Just as in finance, supply chain managers must differentiate between systematic and specific risk. Systematic events that impact entire global markets are hard to plan for, rare and prohibitively expensive to guard against. Specific risk, such as concentrated production in a particular geography or heavy reliance on single-source suppliers, is where purchasing professionals should focus. In some ways, the 2011 Japanese Tsunami that wiped out a key Sony factory and eliminated magnetic tapes overnight is a better model than the COVID-19 global pandemic. Purchasing executives should:

  • Understand their suppliers’ capacity at the physical plant level.

  • Perform an audit of suppliers’ supply chains and identify any vulnerabilities.

  • Source the entire category spend, including the 80/20 tail and likely future SKUs.

  • Have long-term, a priori pricing in place to avoid price squeezes should inflation persist.

  • Scenario model the total cost impact of supply chain disruptions.

  • Develop a “risk-adjusted” cost framework and communicate across your organization.

How to build a more resilient supply chain


Category sourcing RFP processes often apply the 80/20 rule and focus on the most frequently purchased items in a category, leaving the tail unsourced and unpriced. Suppliers know this, and in many cases where most of the supplier’s profit came from the tail, change orders or the replacement of sourced items with never-sourced items having only slightly varying specs.


The way to avoid this outcome is to organize the RFP effort around a “category pricing model” that captures the key cost drivers of the supplier industry and allows a buyer to compute a total price for an individual item using a “process pricing approach” with formulae, specs, component prices and indices that are a good proxy for the industry cost curve. Note that this is not the same as a “cost-plus” model or a “should cost” model for an individual supplier, but rather an a priori structured pricing agreement between the buyer and the supplier that governs pricing across all the items in the category. Buyers can use this technique to establish and competitively maintain “efficient pricing frontiers” across a range of categories.

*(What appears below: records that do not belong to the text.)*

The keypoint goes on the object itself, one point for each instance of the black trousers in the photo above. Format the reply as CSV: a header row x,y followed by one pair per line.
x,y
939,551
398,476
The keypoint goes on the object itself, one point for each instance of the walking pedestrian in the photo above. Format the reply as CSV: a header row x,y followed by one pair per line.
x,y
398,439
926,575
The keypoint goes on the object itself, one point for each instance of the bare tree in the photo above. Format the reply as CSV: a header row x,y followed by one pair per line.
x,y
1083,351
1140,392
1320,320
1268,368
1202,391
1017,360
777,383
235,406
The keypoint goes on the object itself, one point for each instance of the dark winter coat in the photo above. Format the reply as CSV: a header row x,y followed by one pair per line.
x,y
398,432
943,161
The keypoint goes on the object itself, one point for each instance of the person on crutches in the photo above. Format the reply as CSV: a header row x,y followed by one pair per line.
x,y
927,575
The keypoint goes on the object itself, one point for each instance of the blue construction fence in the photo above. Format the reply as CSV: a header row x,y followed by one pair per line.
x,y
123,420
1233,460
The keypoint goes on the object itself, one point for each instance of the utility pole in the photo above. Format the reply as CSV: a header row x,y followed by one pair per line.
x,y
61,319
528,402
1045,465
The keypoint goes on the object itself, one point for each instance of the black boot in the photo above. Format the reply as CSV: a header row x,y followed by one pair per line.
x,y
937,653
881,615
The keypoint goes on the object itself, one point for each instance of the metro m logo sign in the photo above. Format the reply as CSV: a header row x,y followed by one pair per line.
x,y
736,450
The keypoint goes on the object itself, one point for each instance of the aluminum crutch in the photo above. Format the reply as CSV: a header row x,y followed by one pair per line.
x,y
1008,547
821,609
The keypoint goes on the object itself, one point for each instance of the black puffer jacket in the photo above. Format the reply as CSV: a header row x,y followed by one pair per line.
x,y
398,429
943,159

Often, the top items are still priced as catalog items, but having an understanding of the category cost components allows for better negotiation and resiliency analysis on the non-catalog items. It’s one thing to have alternative sources, but quite another to have priced alternatives when things go wrong.


Analytically challenging process


Given the significant financial benefits of an optimized supply chain and the large amounts of data analysis required to embark on a sophisticated strategic sourcing effort, it almost always makes sense to supplement the organization with external experts and leverage sourcing technology.